Earnings

Dick’s Sporting Goods shares fall as retailer predicts slowing sales in year ahead

A Dick’s Sporting Goods store

Craig Warga | Bloomberg | Getty Images

Dick’s Sporting Goods on Tuesday topped Wall Street’s fourth-quarter estimates, as shoppers continued to buy equipment and apparel for outdoor activities and home workouts during the pandemic.

Shares plummeted by more than 8% in premarket trading, however, as the company forecast that sales trends will likely slow.

The sporting goods retailer estimated that same-store sales could decline as much as 2% or grow by as much as 2% in the year ahead, a significant drop from same-store sales growth of nearly 10% in fiscal 2020. It estimated net sales for the year ahead will range between $9.54 billion and $9.94 billion, flat or slightly down compared with its net sales of $9.58 billion in fiscal 2020.

Here’s how the company did during the fiscal fourth quarter ended Jan. 30, compared with what analysts were expecting, based on Refinitiv data:

  • Earnings per share: $2.43 adjusted vs. $2.28 expected
  • Revenue: $3.13 billion vs. $3.07 billion expected

Dick’s reported a fourth-quarter net income of $219.6 million, or $2.21 per share, up from $69.8 million, or 81 cents per share, a year earlier.

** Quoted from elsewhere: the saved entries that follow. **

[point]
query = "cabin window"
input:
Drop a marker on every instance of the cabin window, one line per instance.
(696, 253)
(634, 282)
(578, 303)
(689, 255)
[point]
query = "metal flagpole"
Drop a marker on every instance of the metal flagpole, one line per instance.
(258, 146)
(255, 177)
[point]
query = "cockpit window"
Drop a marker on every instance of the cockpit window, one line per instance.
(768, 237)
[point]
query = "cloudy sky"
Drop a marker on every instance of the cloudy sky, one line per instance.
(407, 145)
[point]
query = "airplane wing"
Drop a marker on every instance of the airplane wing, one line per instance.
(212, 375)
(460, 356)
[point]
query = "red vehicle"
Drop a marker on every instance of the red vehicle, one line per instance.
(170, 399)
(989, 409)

Excluding one-time charges, the company earned $2.43 per share, higher better than the $2.28 expected by analysts.

Net sales climbed to $3.13 billion from $2.61 billion a year earlier, higher than the $3.07 billion forecast by analysts.

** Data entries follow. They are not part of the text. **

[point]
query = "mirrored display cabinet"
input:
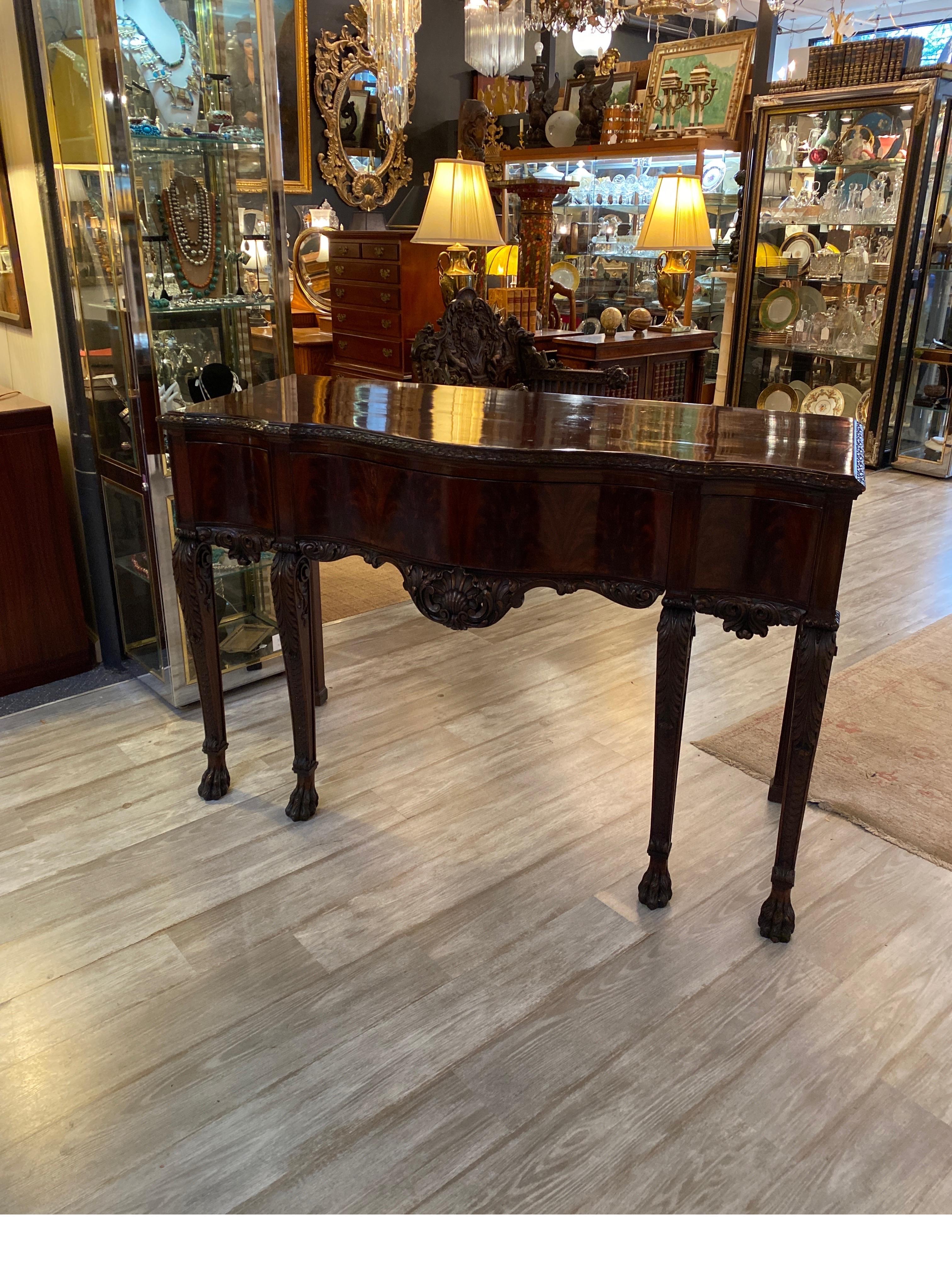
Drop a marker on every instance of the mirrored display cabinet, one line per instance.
(842, 192)
(925, 443)
(167, 152)
(597, 224)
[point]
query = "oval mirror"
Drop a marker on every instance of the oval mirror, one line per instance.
(311, 270)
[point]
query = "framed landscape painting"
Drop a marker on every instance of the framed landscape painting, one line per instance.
(728, 57)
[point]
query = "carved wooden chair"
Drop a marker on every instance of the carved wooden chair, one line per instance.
(475, 348)
(556, 319)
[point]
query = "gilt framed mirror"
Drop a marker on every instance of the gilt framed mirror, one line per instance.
(13, 295)
(364, 162)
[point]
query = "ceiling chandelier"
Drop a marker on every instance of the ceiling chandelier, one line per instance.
(557, 16)
(392, 35)
(496, 36)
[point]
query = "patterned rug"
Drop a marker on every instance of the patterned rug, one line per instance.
(884, 758)
(351, 586)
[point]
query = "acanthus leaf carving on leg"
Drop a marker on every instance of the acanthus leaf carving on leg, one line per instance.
(676, 631)
(749, 618)
(195, 583)
(815, 652)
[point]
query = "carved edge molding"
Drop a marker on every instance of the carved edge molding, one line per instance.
(850, 485)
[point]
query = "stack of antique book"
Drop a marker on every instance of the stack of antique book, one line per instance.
(519, 302)
(863, 61)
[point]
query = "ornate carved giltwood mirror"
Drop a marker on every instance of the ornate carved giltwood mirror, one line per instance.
(364, 162)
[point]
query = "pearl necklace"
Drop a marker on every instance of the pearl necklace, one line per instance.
(199, 208)
(156, 69)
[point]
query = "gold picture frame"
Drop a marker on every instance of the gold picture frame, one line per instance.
(293, 76)
(728, 57)
(337, 60)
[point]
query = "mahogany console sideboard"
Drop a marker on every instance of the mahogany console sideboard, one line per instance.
(479, 495)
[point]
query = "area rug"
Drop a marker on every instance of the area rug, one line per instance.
(884, 758)
(351, 586)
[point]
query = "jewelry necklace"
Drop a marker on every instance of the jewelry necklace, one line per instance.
(156, 69)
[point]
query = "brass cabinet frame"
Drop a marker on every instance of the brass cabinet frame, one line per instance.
(891, 364)
(336, 60)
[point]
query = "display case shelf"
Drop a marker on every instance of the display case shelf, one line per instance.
(872, 242)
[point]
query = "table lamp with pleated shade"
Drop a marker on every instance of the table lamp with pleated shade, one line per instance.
(459, 215)
(676, 220)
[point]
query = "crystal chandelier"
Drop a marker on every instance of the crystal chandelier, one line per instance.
(496, 36)
(392, 31)
(556, 16)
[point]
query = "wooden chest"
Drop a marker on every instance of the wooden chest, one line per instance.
(383, 291)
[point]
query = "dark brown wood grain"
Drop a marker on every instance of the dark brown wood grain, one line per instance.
(479, 495)
(43, 632)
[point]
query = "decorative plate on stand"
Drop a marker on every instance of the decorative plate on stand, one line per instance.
(779, 309)
(779, 397)
(825, 402)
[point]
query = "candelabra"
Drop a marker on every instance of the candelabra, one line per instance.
(701, 89)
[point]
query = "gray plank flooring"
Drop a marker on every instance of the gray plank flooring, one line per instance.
(442, 994)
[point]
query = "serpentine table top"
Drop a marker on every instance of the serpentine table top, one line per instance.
(479, 495)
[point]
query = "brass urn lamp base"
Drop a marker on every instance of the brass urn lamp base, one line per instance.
(672, 276)
(457, 271)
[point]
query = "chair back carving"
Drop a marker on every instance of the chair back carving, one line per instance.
(475, 348)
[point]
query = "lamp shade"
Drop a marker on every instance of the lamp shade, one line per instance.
(503, 262)
(459, 208)
(677, 218)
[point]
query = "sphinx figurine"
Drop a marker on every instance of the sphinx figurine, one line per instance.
(471, 131)
(592, 99)
(542, 104)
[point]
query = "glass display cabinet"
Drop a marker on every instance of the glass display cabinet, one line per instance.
(167, 153)
(842, 185)
(925, 443)
(597, 225)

Same-store sales rose by 19.3% in the fourth quarter, better than the growth of 17.1% expected by a StreetAccount survey. E-commerce sales grew by 57% during the period.

Dick’s sales have picked up during the pandemic, as shoppers have bought golf clubs, workout tops and other items to stay in shape and pass the time during the pandemic. Activewear has been a popular, but increasingly competitive category, as retailers including Target, Kohl’s, Gap-owned Athleta and Lululemon all vie for more market share.

Dick’s will increase investments in the year ahead to between $275 million and $300 million, higher than its total capital expenditures of $167 million and $180 million in fiscal 2020 and fiscal 2019, respectively.

CEO Lauren Hobart, who stepped into her role in February, said the retailer wants to capitalize on trends, such as consumer demand across golf and outdoor activities. She said it has had a strong start to the fiscal year.

“It’s clear that our strategies over the past several years are working and have set us up for long-term success,” she said in a press release.

In the coming year, Dick’s said it plans to open six new stores and six specialty concept stores. Along with its off-mall sporting goods stores, the retailer operates Golf Galaxy and Field & Stream stores.

The company said it plans to buy back at least $200 million of its stock this year.

As of market close on Monday, Dick’s shares are up about 119% over the past year. The company’s market value is $6.87 billion.